How Recycling Could Save You Money

How Recycling Could Save Your Money

 

Recycling isn’t only good for the environment, it’s good for your wallet, too. Recycling saves your household and your business money.

Start recycling by selling any second-hand, working electronics and appliances online. Why throw away your old iPod when you can make £50 off eBay? Even damaged household items needn’t be automatically be consigned to landfill, as recycling is much more than throwing waste away. You can recycle by donating larger household appliances and giving away items to charity can oftentimes be tax deductible. Instead of queuing for hours on a Saturday to tip your washing machine, donate it to a local charity that can fix it and pass it on to another household in need. This effortless path can help lower your tax returns.

 

As any good business owner will know, economic benefits and rewards are more complex than how many how many more pounds you shave off your expenses every month. Image and brand are a vital part of maintaining and growing a business. Understanding a business’s global and environmental consciousness are a large and continuously growing part of consumer decision-making. Google’s unofficial motto, ‘don’t be evil’ speaks to the awareness that consumers want companies that not only do well, but also do good. Consumers are picking to spend their money on goods and services that have the least detrimental effect on the environment as possible. While good recycling practices may not be the best pick-up line during a date, it’s a great platform for businesses to set themselves apart from competitors.

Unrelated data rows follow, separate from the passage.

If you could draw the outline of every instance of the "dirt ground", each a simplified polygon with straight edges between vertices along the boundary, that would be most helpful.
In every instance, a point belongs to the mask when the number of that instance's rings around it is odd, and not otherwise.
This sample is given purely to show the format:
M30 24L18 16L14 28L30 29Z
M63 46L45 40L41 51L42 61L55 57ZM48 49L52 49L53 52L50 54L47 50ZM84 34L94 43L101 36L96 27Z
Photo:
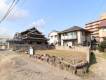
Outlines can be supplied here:
M106 59L96 55L96 63L91 65L90 70L98 80L106 80Z
M65 61L71 63L73 60L82 61L86 59L86 54L70 50L37 50L35 54L49 54L52 56L62 57Z
M0 80L81 80L27 55L0 51Z
M0 80L106 80L106 60L97 59L86 78L60 70L26 54L0 51Z

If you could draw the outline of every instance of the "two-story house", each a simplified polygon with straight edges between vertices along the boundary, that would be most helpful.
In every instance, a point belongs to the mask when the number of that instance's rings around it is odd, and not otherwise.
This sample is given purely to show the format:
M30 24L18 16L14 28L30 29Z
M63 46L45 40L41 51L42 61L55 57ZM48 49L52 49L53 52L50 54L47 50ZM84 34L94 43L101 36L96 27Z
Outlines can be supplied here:
M35 27L16 33L7 42L11 49L27 49L29 45L35 49L44 49L48 45L46 37Z
M59 32L59 42L61 46L75 46L90 43L89 32L85 29L73 26Z

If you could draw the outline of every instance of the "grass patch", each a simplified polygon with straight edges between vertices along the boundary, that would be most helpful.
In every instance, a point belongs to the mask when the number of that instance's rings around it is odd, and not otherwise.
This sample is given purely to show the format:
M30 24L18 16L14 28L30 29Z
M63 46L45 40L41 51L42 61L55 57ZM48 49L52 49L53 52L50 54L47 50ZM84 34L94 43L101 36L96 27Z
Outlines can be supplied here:
M36 51L37 54L49 54L54 56L78 56L78 55L84 55L82 52L75 52L75 51L68 51L68 50L38 50Z
M49 54L52 56L63 57L66 61L72 59L85 60L86 54L69 50L37 50L35 54Z

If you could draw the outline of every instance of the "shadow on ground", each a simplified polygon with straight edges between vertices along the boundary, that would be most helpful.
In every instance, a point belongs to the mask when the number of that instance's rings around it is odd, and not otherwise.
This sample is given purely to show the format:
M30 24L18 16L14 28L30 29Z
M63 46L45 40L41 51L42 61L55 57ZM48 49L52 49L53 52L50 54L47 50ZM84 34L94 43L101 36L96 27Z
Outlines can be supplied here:
M93 64L96 64L97 61L96 61L96 56L94 54L94 52L91 52L90 54L90 63L88 65L88 69L87 69L87 72L89 72L89 68L93 65Z
M94 54L94 52L91 52L91 55L90 55L90 66L97 63L96 61L96 56Z

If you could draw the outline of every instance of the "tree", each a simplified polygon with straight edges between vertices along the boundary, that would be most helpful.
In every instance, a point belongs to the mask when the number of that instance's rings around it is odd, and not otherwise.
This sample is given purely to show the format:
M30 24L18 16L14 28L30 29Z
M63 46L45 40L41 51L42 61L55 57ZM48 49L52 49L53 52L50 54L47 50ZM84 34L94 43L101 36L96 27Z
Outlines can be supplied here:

Recycling is also good for the economy by reducing costs and burdens of collection and disposal. Recycling means more money for individuals and households.  Recycling is cheaper than waste collection, landfill and incineration. These lower prices mean less money the community needs to spend, allowing individuals to hold onto their money. If recycling can both help the environment and a cheaper option for your household, there is little dispute that recycling is the way forward.

 Reducing Costs

Recycling pick up, delivery, and even manufacturing accounts for thousands of jobs in the UK. Not only does recycling provide for public sector jobs, such as collection, but also private sector high-end manufacturing jobs. Someone has to build these machines and design ways to build more effective, environmentally-friendly and cheaper ones in the future. So, recycling effectively and well means more employment and greater recycling output. 

According to several university studies in the United States, incinerating 10,000 tonnes of waste creates one job, disposing of rubbish in landfills creates six jobs, yet recycling that same 10,000 tonnes of waste creates a significant 36 jobs.

The economic costs of recycling when compared to landfills are also much lower. The many acres used to dump waste cannot be reused or used for other purposes. As communities naturally want landfills as far away as possible, these acres in turn end up in arable farmlands and decrease productivity and economic growth in other sectors.  Keeping that land for other, more beneficial uses is the best option to keep the economy afloat. 

Recycling keeps prices of goods and services down. As natural resources become more finite, the costs of production and distribution rise. Recycling keeps resources closer and more available, allowing these costs to grow more slowly or remain stable. Moreover, recycling allows the conservation and most effective use of natural resources. Natural resources that produce recyclable items are finite. Recycling allows these natural resources to be used more slowly and more effectively. By recycling waste, we preserve untapped, and increasingly scarce, resources for future economic purposes.